Le Grand Livre met en scène le transfert d'une étudiante en histoire au XIVème siècle dans la proche banlieue d'Oxford, au début de l'épidémie de peste noire qui ravagea l'Europe. Difficile de trouver de quoi sourire dans ce roman à la fois sombre et désespéré, où l'héroïne se démène pour alléger les souffrances de ses proches et tenter de regagner son époque. Ce roman est si sombre que finalement le dénouement est ressenti comme un happy end à l'américaine, alors que ce n'est pas vraiment le cas. Les lecteurs uniquement francophones passerons à coté de l'allusion du titre original, Doomsday Book, dont le sens premier est explicité dans le roman, mais qui fait aussi référence au Jugement Dernier. Cela prend toute sa signification dans le récit.

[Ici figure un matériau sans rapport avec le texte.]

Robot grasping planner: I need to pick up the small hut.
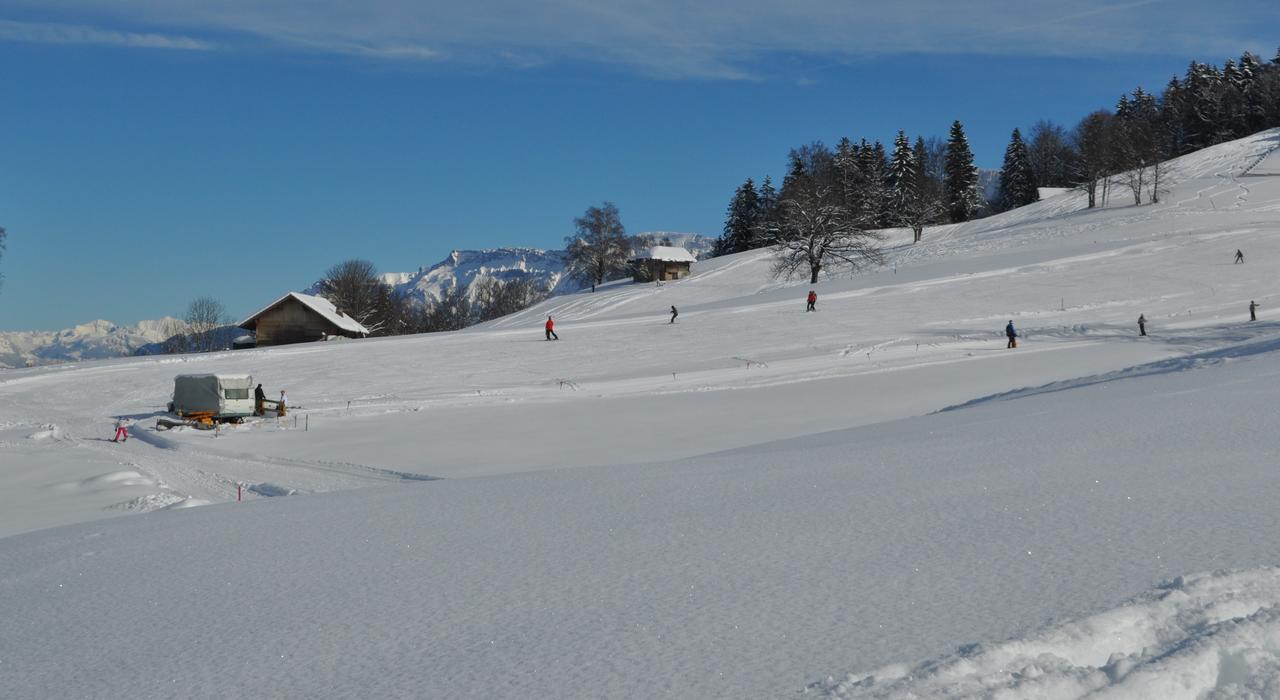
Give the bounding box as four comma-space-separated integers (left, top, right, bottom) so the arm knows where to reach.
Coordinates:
631, 246, 698, 282
239, 292, 369, 347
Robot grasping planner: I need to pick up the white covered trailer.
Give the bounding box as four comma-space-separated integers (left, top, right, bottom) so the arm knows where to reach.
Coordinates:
169, 374, 253, 420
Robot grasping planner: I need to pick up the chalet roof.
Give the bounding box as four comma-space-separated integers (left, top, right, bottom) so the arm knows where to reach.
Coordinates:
635, 246, 698, 262
239, 292, 369, 335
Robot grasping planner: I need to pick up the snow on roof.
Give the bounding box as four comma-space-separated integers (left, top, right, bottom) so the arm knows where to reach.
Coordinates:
239, 292, 369, 335
636, 246, 698, 262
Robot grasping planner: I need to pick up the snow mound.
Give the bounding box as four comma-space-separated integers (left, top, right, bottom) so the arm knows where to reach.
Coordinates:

Sans parler du chien est quant à lui bien plus léger. Comme l'expliquent les nombreuses critiques sur Noosfere, il contient des centaines de références à la littérature victorienne. Quoi qu'il en soit, on peut tout à fait se délecter de ce roman sans avoir jamais rien lu d'antérieur à 1920. Et c'est ça qui compte. Les personnages sont bringuebalés avec beaucoup d'humour et d'ironie de kermesse en séances de spiritisme et de bombardements en balades en canot tout en essayant de préserver le continuum contre les paradoxes temporels. Les dialogues décalés, les personnages déphasés par leurs sauts dans le temps, les jeunes filles romantiques et écervelées, le goût de l'ère victorienne pour la décoration surchargée, tout est prétexte à l'humour et à la critique. C'est un roman bien plus complexe que Le Grand Livre, plus drôle, et certainement plus abouti. Même si les deux sont très bons, Sans parler du chien est résolument le meilleur des deux.

mercredi 16 mai 2007

Une vie française

Une vie françaiseJe suis à la frontière de la honte, à la limite de l'humiliation. Moi, le fervent défenseur de la science fiction la plus dure, de l'évasion la plus radicale, j'ai lu un "Roman FNAC", prix Femina 2004, et j'ai aimé ça. Dans Une vie française, Jean-Paul Dubois nous raconte 46 ans d'histoire de France au travers de la vie de Paul Blick. Impossible de résumer ici les aventures de ce Forrest Gump à la française, mais le format du récit n'est pas sans rappeler le film américain. Finalement, la vie de Blick montre comment l'homme est emporté par la roue inflexible du temps, et le découpage des chapitres en mandats présidentiels renforce cette impression. Derrière le nom de Jean-Paul Dubois, tellement franchouillard, tellement banal, se cache un auteur plein de sensibilité et de talent. Son style très fluide, son humour, font d'Une vie française un roman savoureux, extrêmement agréable à lire. Même si j'ai remarqué deux ou trois fois des répétitions incongrues, et qu'arrivé vers la fin j'ai finit par entrevoir les ficelles émotionnelles de la narration, j'ai pris un plaisir réel à lire ce livre. Il m'a fait vivre la France de mes parents, puis revivre la France de ma jeunesse jusqu'à la France du second mandat de Jacques Chirac. Un voyage dans le temps qui se fait avec le sourire aux lèvres presque tout le long.